The Mortgage Bankers Association (MBA) joined by 15 other trade associations has sent a letter to the Consumer Financial Protection Bureau supporting the Bureau's decision to reopen the comment period on proposed changes to Regulation Z and the Ability to Repay/Qualified Mortgage (QM) provisions of the Dodd-Frank Wall Street Reform and Consumer Protection Act.

MBA said their 75 page letter was in response to specific questions raised by CFPB but it believes that CFPB has sufficient latitude to create a rule that allows risky loans without stemming sound credit or unduly regulating underwriting and is working on an approach to ability to repay that will not harm consumers or undermine the economic recovery.

The Bureau had asked for specific comment on (1) data it received from the Historical Loan Performance (HLP) dataset of the Federal Housing Finance Agency (FHFA) regarding loan performance by year and debt-to-income (DTI) range as well as other data relevant to loan performance; and (2) estimates of litigation costs and legal liability risks associated with claims alleging a violation of ability-to-repay requirements for a loan that is a "not qualified mortgage" versus a "qualified mortgage."

Comments on FHFA Data

MBA had earlier suggested that the QM could require compliance with widely accepted underwriting standards but a mechanism should also be established to approve standards available at other points in time from other than the Government Sponsored Enterprises (GSEs.  The other approach offered would involve using objective, numerical standards such as a particular DTI and a "waterfall" of alternative criteria.  MBA said it sees no reason emerging from FHFA data to choose any specific DTI number proposed from it as a default.  "Loan performance and ability to repay does not markedly change at any of these points and a DTI number included in a waterfall should be greater."

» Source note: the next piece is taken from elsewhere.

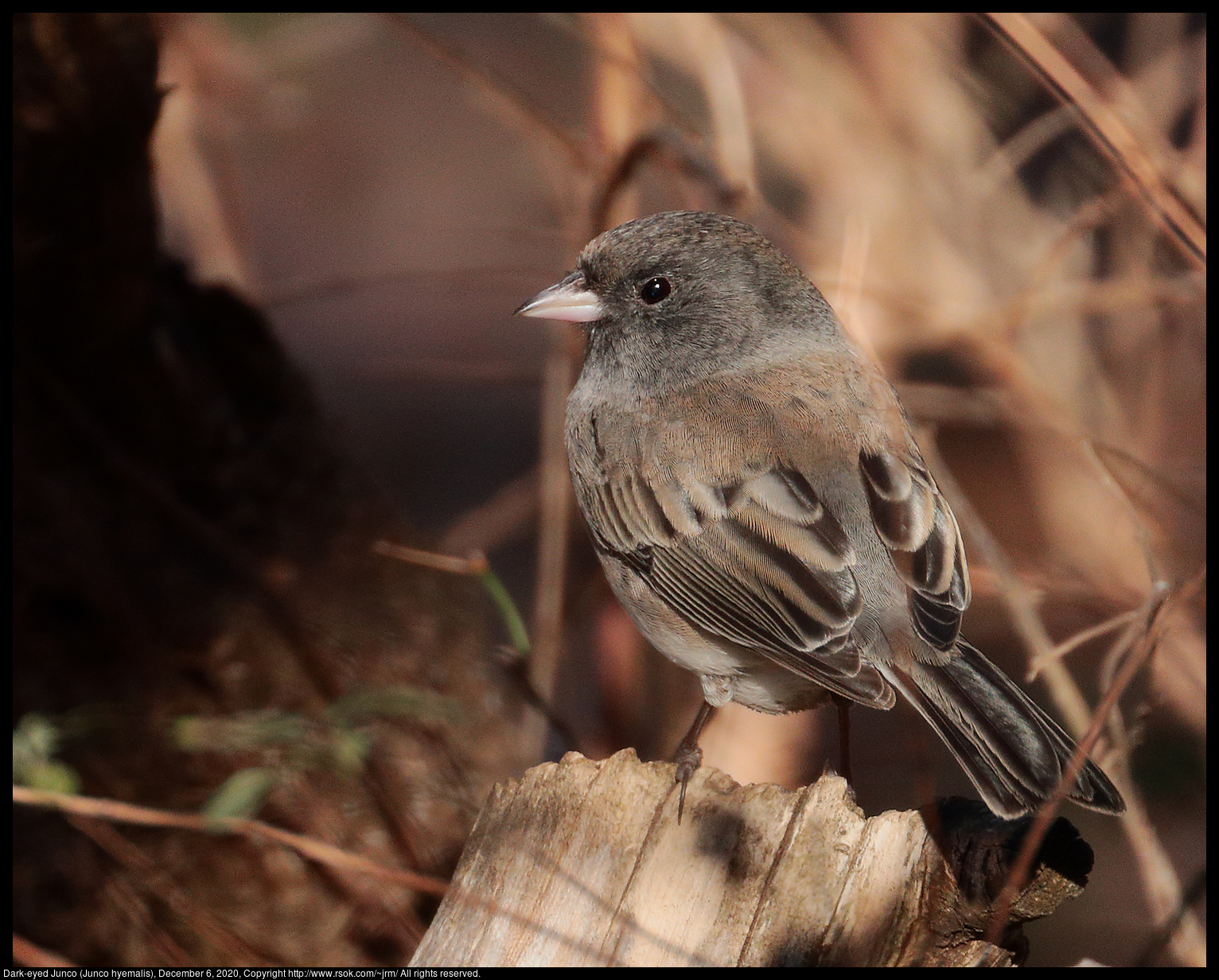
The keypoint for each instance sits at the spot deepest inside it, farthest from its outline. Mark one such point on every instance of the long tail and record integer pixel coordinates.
(1013, 752)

MBA also does not believe that relying exclusively on DTI ratio is wise.  "There are multiple factors that along with DTI have a significant impact on predicting mortgage performance and ability to repay."

The letter states that the Bureau should not establish QM standards for the U.S. Department of Housing and Urban Development (HUD), Federal Housing Administration (FHA), Department of Veterans Affairs (VA), Department of Agriculture and Rural Housing Service (RHS) loans.  "Exercising their authority under Dodd-Frank, the agencies should put out simple rules that say that their loans meeting the product standards in Dodd-Frank, e.g., no negative amortization, etc., and meeting the respective programs' underwriting standards shall be QMs."

The letter addresses other questions raised by CFPB over specific performance data such as residual income, liquid reserves, and the role of stable income in a timely payment history and concluded and that an emphasis on documentation and verification of income, assets, and employment is likely to be most beneficial for performance going forward.  "Fully documented purchase loans have traditionally shown much stronger performance than low documentation loans."

Liability and Litigation Risks

MBA does not believe there will be many law suits alleging ability to repay regarding non QMs simply because there will be few non-QMs originated is the QM is structured as broadly as it should be.  However, establishing the QM as a rebuttable presumption will invite litigation, increase costs, and cut off credit to too many qualified borrowers because attorney fees are awarded under the Truth in Lending Act.

The availability of the new claim at foreclosure, if a rebuttable presumption, will ensure that an action regarding ability to repay will become nearly perfunctory for all foreclosures.  This will cause the costs of foreclosure to rise dramatically and require lenders and investors to price that risk into all loans.  MBA included an extensive discussion of litigation costs in their letter and the accompanying background materials.

Considering the overarching significance of this rule to the availability and affordability of credit for consumers, there has been intense discussion since it was first proposed nearly fifteen months ago.  Having considered this and the earlier comment request, MBA urges that the finalization of this rule be guided by the following principles:

  1. Define QM broadly so as to reach as many borrowers as possible with safe, affordable, and sustainable financing.
  2. The rule must include clear, specific, and objective standards and government programs will likely require separate rules and standards.
  3. Most important, the QM must be a safe harbor, and
  4. The requirements need to be crafted to avoid unintended consequences.

Among those signing the MBA letter were the American Bankers Association, Community Mortgage Lenders of America, American Escrow Association, Housing Policy Council, and the U.S. Chamber of Commerce.